The Moby wrap proved to be too slow to rig and way too hot for anything above freezing. The Vatanai is faster to use, comfortable, and secure, but the cotton fabric soaks up sweat and after a few hours on me gets a bit nasty (and is not sustainable for overnights). I made a copy of the Vatanai out of a thin, tightly woven and low stretch 100% rayon I found at Joanne’s (shown above), and while getting even shoulder pressure is tougher than with the thicker Vatanai, this seems like the way to go.
In either case, carrying a 14 pound infant on your front is a workout, and makes 12 mile dayhikes much more strenuous than than a pack 2-3 times as heavy.
LB loves walking, and reliably falls asleep after 20 minutes. When he wakes up he enjoys cooing at the wind and play of shadows in the trees, and so long as he is bundled properly seems to prefer a good stiff 15+ mph breeze.
Layering under the wrap took a bit of learning, and requires fast drying layers a bit on the light side, with pockets placed so he doesn’t have a zipper pull in his chin when he falls asleep against me. The XXL windshell I bought to go over both of use hasn’t been used too often, but is effective and was a good idea.
As cute as his down jacket is, fleece is better for getting drooled on and is less slippery in the wrap and on a coat or pad when being changed.

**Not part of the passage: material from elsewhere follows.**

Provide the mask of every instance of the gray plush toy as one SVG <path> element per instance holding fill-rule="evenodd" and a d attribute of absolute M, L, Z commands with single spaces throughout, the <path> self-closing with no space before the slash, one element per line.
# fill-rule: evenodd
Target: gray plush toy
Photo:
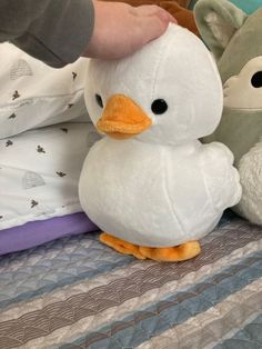
<path fill-rule="evenodd" d="M 221 122 L 205 141 L 233 151 L 243 188 L 235 211 L 262 225 L 262 7 L 248 16 L 226 0 L 199 0 L 194 14 L 224 90 Z"/>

The Patagonia fleece bunting is fantastic for sleeping, with easy access for diapers.
Lookout trips have been valuable tests for the real thing. The first time, back in early September, he slept very poorly. A few days ago in the Yaak, he slept just as well as he might at home, and even went back to sleep after a diaper change without feeding.
The most important practice is, naturally, for us. These outings are a lot more stressful not just because we have another living being to caretake, but because of the many added things we cannot well control. 40 minute feedings along the side of the road as evening grows alarmingly close are good for building patience and a detachment from particulars which I’ve largely avoided cultivating. Presumably it will come in very handy in a few more years.